#37 - The AirPods Playbook for Growth
When Apple launched AirPods in 2016, critics called them overpriced and unnecessary.
By 2019, however, AirPods had become one of the most successful consumer hardware products in history — outselling not only every other pair of wireless headphones but generating more revenue than Airbnb and Shopify combined.
So how did a pair of earbuds go from joke to juggernaut? And what can SaaS companies learn from that trajectory?
1. Frictionless UX Wins
AirPods were the rare product that “just worked.” Open the case near an iPhone, and a pop-up appeared. Tap once, and you were paired. No app download. No tutorial. No guesswork.
That level of seamless onboarding is the holy grail in SaaS. The most successful software products eliminate friction between signup and value.
Zoom grew explosively because it required no setup — click a link, you’re in.
Notion and Figma gained traction by making powerful capabilities feel intuitive from the first interaction.
This goes beyond good design. It’s about collapsing the time between interest and impact. When users don’t need to ask “how do I use this?” they stick around longer and evangelize faster.
Key Takeaway: The faster a user gets to “aha,” the more likely they are to become a promoter.
2. Usage Is the Best Marketing
Apple never had to ask users to show off their AirPods — they were visible by default. You’d see them on the subway, in airports, at coffee shops. And with every sighting, a bit more social proof accumulated.

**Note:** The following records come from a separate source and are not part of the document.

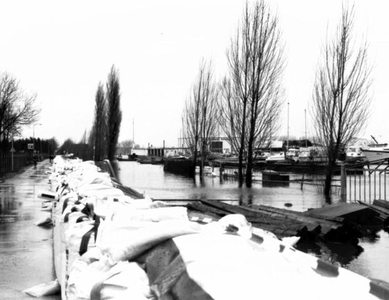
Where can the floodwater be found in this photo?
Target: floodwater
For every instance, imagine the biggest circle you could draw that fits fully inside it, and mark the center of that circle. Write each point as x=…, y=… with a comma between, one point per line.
x=370, y=259
x=26, y=253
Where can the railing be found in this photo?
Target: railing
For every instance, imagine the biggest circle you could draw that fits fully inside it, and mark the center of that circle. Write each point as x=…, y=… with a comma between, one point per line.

This same pattern exists in the best PLG (product-led growth) SaaS tools.
Slack invites bring new users into an ecosystem without a sales pitch.
Calendly links make a scheduling tool visible in every outbound email.
Loom videos start replacing walls of text in onboarding, sales, and support — spreading the product passively with each use.
By building distribution into the usage, these tools expand virally without massive spend.
Key Takeaway: Make your users your growth engine — not just your customers.
3. Ecosystems Create Moats
AirPods technically work with Android devices, but you lose most of the magic: auto-switching, “Hey Siri,” battery sync across devices, and instant pairing. The product is great — but it’s amazing inside the Apple ecosystem.
That’s a play SaaS companies have run for years.
Salesforce locks in customers through custom workflows, integrations, and data centralization.
Microsoft 365 wins because it bundles together everyday workflows and builds network effects across teams.
AWS creates stickiness by offering breadth and depth that make migration painful.
The moat isn’t just about product features — it’s about how deeply embedded the product becomes in a company’s workflows.
Key Takeaway: When your product becomes infrastructure, customers stop shopping for alternatives.
AirPods weren’t just a hardware win — they were a masterclass in product strategy. They nailed what every SaaS company is chasing: fast onboarding, organic distribution, and ecosystem lock-in.